La certitude que nous donne la foi éclaire les ténèbres qui parfois semblent recouvrir notre humanité. Dieu est plus fort que tout ! Dans sa sagesse infinie et sa toute-puissance, il possède la capacité de tirer le bien du mal. La foi constitue donc la racine de l'optimisme surnaturel, d'une importance considérable, qui doit toujours animer le chrétien. L'Esprit Saint est réellement notre Paraclet, notre avocat et notre défenseur, comme le signifie ce nom.

Quand le royaume de Dieu s'établit au fond d'une âme, il se produit ce qu'annonce la préface de la messe du Christ-Roi : à travers l'apostolat personnel, il se manifeste comme règne de justice, d'amour et de paix. Du cœur du chrétien jaillissent alors la justice et la miséricorde, qui se transmettent à d'autres, jusqu'à imprégner les structures humaines. Et nous, enfants de Dieu qui connaissons ce don, nous devenons des semeurs de paix et de joie, selon les termes de notre fondateur.

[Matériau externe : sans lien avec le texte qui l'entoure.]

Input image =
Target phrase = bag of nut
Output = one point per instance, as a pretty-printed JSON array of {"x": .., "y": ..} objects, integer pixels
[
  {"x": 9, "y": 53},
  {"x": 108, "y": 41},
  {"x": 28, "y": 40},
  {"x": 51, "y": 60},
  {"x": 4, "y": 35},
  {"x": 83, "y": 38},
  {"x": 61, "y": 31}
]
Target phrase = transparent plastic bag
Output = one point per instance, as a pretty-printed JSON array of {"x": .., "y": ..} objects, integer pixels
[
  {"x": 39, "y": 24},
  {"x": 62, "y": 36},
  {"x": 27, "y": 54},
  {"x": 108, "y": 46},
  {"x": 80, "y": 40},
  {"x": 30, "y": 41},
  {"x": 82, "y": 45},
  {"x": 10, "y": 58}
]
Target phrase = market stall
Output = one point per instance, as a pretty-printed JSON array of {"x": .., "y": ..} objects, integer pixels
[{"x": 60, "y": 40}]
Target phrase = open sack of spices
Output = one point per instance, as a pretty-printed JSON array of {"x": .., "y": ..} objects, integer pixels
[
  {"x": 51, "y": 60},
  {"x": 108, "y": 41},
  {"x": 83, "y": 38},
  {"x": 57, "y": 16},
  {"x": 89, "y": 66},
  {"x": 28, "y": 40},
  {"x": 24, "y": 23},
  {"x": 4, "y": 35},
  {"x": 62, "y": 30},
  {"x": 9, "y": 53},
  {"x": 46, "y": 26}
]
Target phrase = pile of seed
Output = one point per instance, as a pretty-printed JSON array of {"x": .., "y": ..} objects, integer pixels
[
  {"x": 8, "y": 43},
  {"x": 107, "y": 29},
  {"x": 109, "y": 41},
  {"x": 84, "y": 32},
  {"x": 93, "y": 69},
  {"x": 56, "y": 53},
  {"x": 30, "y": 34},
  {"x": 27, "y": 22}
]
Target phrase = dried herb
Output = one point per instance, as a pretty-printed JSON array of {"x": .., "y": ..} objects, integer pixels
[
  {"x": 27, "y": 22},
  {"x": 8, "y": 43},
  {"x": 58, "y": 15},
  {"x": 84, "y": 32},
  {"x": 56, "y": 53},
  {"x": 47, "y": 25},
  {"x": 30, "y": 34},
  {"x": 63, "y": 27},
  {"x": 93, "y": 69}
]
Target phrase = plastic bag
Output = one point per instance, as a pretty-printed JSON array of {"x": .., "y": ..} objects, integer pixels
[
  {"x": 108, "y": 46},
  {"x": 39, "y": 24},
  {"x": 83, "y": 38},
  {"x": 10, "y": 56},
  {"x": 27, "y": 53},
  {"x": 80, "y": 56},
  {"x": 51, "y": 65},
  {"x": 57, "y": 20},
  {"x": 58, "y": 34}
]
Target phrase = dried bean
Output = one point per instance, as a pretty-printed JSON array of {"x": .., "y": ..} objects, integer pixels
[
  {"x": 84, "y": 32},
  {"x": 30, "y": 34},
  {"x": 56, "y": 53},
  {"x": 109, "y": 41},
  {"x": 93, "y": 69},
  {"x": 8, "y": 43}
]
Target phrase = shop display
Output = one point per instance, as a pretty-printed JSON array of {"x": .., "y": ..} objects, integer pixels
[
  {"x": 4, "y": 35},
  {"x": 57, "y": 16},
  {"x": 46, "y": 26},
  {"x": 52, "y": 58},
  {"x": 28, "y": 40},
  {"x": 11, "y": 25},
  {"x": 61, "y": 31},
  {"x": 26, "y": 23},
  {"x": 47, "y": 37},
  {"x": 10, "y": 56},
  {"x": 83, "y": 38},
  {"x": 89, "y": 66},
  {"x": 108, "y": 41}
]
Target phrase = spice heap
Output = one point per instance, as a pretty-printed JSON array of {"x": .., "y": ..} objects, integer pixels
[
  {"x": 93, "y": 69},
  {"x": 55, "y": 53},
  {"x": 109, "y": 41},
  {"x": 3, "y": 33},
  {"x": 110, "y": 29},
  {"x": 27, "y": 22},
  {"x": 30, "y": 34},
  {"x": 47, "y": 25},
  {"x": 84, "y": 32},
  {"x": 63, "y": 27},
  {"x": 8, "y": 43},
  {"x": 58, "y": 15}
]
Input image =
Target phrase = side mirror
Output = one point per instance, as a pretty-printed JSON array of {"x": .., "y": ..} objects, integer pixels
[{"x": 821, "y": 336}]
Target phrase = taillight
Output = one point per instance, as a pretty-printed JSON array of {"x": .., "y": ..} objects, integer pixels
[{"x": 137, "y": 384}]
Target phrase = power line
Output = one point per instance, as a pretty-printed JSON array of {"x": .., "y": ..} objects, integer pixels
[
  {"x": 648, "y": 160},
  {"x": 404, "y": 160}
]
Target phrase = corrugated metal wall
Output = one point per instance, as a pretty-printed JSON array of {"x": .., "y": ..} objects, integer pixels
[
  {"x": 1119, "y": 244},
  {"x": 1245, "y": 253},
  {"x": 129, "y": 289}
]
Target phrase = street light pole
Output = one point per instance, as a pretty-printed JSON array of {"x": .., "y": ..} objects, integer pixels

Demain nous célébrerons la commémoration des fidèles défunts. Soyons généreux dans nos prières de suffrages pour les âmes du Purgatoire, spécialement pour celles qui en ont le plus besoin, et offrons en premier lieu la sainte messe. Je suis touché par la façon dont saint Josémaria aimait tous ceux qui nous avaient précédés sur le chemin terrestre et se tournaient vers eux : ses filles et ses fils, ses parents et ses frères et, avec la même affection nos familles, les âmes du Purgatoire, ses bonnes amies. On pouvait toucher du doigt sa conviction que vita mutatur, non tollitur[22] : la vie est transformée, elle n'est pas perdue, quand on a suivi le Seigneur.

C'est avec joie que je vous annonce que je me rendrai à Moscou le 3 : soutenez dès à présent ce voyage par votre prière. Le samedi 8, je confèrerai l'ordination diaconale à trente-deux de vos frères : prions pour eux, pour qu'ils soient saints, et pour tous les ministres de l'Église, depuis le Pape jusqu'au prêtre qui vient d'être ordonné : aimons-les tous. Le 28, anniversaire de l'érection de l'Œuvre en Prélature personnelle, rendons grâces de façon spéciale pour l'obtention de la configuration juridique définitive de l'Opus Dei, cette petite partie de l'Église que nous formons, prêtres et laïcs, qui facilite tant le service que nous rendons à l'Église et aux âmes.

Continuez de prier pour les fruits du récent synode extraordinaire des évêques et pour toutes mes autres intentions.

Avec toute mon affection je vous bénis,

Votre Père,

+Xavier

Rome, 1er novembre 2014


[1] Cf. Mc 16, 15.

[2] Saint Josémaria, Quand le Christ passe, n. 31.

[3] Ibid, n. 181.

[4] Cf. Mt 6, 10.

[5] Cf. Lc 17, 21.

[6] Cf. Jn 18, 36.

[7] Benoît XVI, homélie, 15-VI-2008.

[8] Ibid.

[9] Pie XI, Lettre encyclique, Quas primas, 11-XII-1925.

[10] Missel Romain, Solennité du Christ-Roi, Préface.

[11] Cf. Jn 18, 37.

[12] Ibid, 38.

[13] Cf. Jn 14, 6.

[14] Saint Jean-Paul II, Lettre encyclique, Dominum et vivificantem, 18-V-1986, n.47.

[15] Cf. Jn 16, 8.

[16] Cf. Jn 3, 17.

[17] Saint Jean-Paul II, Lettre encyclique, Dominum et vivificantem, 18-V-1986, n.27.

[18] Saint Josémaria, Notes prises au cours d'une réunion, 11-XI-1972.

[19] Cf. Ga 2, 20.

[20] Saint Josémaria, Chemin, n. 947.

[21] Pape François, Exhort. Apost., Evangelii gaudium, 24-XI-2013, n. 84.

[22] Missel Romain, Préface I des défunts.